C3A at FfD4 in Sevilla: Building Collective Capacity for Climate Resilience

In July 2025, global actors gathered in Sevilla to agree on the future of financing for development. They launched the Sevilla Platform for Action (SPA), an ambitious agenda of 130 high-impact initiatives to accelerate sustainable development and climate resilience: the Compromiso de Sevilla, the outcome document of the Fourth International Conference on Financing for Development (FfD4). What sets the SPA apart is its operational focus: this is not just a collection of commitments, but a roadmap for delivering systemic change through coordination, accountability, and country-led partnerships.
C3A was invited to contribute to two critical conversations in Sevilla, highlighting its growing role as a trusted platform for strengthening institutional capacity at the intersection of macroeconomics and climate action.
Spotlight on Africa: Advancing Climate-Resilient Economies
C3A supports “Macroeconomic Action for Climate Resilience in Africa (MACRA): Supporting African Countries to Build Climate-Resilient Economies. led by the United Nations Economic Commission for Africa (UNECA) and the Coalition of Finance Ministers for Climate Action (CFMCA). Represented in Sevilla by Sam Mugume from Uganda’s Ministry of Finance, Planning & Economic Development & Deputy Co-Chair of the Coalition of Finance Ministers for Climate Action, Nadia Ouedraogo, Economic Affairs Officer at United Nations Economic Commission for Africa Economic Affairs Officer at United Nations Economic Commission for Africa, and Piera Tortora, Head of the 4P Secretariat and representing C3A in Sevilla, the event emphasized the critical role of Ministries of Finance in shaping integrated responses to the overlapping pressures of climate change and economic development.

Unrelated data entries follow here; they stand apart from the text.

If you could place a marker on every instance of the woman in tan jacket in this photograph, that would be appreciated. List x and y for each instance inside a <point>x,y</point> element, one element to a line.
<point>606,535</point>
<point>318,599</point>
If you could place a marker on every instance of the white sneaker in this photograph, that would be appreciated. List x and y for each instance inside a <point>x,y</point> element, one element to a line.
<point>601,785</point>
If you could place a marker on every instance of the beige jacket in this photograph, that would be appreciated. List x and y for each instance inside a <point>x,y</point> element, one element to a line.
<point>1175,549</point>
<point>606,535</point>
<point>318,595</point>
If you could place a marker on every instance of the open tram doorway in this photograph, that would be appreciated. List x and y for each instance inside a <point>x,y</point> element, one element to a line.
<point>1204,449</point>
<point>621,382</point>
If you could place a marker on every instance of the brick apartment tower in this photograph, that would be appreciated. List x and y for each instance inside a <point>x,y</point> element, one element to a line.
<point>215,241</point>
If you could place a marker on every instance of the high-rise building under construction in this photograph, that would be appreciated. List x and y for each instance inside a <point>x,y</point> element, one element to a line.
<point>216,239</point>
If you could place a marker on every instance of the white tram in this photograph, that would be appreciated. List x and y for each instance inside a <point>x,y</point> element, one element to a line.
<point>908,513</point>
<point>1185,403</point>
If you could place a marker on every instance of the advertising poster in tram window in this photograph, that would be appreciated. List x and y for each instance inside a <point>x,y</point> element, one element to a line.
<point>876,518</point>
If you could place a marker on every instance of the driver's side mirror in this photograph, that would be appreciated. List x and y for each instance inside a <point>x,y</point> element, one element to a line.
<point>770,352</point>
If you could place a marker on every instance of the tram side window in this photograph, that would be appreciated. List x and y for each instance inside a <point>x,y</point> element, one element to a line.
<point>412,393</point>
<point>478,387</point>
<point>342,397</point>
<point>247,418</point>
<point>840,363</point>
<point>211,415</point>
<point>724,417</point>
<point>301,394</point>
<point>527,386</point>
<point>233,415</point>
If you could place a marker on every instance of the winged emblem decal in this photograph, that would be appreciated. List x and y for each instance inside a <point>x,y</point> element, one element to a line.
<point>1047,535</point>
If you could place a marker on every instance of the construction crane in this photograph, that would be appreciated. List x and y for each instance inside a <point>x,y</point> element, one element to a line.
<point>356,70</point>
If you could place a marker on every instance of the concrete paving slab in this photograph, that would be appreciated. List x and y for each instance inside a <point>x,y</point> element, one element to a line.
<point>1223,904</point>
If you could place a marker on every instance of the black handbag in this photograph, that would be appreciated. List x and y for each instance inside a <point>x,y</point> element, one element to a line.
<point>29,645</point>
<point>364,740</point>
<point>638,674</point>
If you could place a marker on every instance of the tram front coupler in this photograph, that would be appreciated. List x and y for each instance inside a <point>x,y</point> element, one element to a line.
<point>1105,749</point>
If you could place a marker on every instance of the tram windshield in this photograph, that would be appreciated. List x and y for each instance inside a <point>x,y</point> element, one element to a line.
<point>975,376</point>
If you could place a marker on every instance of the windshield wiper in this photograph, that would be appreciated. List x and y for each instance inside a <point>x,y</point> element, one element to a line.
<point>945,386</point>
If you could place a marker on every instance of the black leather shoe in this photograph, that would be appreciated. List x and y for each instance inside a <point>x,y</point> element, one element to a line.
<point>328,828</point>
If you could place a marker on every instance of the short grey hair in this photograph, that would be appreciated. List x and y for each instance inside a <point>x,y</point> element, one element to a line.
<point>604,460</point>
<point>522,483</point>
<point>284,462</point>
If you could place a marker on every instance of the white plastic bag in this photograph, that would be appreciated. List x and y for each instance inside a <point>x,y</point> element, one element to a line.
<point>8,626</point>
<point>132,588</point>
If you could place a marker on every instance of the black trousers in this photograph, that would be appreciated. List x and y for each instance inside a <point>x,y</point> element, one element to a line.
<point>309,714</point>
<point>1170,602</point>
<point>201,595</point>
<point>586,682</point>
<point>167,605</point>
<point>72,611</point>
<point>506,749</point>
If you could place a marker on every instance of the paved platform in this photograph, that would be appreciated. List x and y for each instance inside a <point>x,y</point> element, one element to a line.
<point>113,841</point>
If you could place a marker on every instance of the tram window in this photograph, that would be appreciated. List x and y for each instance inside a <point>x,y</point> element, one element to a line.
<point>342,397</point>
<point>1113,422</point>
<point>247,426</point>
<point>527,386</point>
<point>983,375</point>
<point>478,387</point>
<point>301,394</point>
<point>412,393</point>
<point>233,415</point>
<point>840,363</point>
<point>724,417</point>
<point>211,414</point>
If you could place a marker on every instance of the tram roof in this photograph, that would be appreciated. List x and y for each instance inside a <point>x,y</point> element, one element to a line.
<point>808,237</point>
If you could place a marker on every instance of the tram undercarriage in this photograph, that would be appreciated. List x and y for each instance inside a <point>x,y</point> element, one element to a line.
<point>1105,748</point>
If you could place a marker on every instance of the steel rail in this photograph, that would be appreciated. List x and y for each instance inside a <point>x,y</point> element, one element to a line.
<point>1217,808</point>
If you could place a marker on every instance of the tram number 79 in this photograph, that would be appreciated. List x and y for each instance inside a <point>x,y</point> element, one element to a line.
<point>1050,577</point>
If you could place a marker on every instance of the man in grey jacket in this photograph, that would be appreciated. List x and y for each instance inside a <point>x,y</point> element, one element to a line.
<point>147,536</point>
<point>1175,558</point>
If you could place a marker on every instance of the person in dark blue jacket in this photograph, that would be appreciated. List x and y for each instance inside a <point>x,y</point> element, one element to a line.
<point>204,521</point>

The MACRA initiative seeks to provide African countries with tools and policy frameworks to design macroeconomic strategies that are climate-resilient and aligned with long-term national development goals. Its focus on fiscal governance, institutional reform, and public investment planning resonates deeply with C3A’s own work across Africa, Latin America, and Central Asia. As climate risks reshape the global economic landscape, building the economic architecture for resilience is not a luxury; it is a necessity.
The Next Generation of Country Platforms
Together with the Organization for Economic Co-operation and Development (OECD) and CONCITO, C3A co-hosted a closed-door workshop on country platforms. At the heart of the discussion is that country platforms, if properly designed and supported, serve as powerful mechanisms for consolidating fragmented climate finance efforts and enabling strategic transformation.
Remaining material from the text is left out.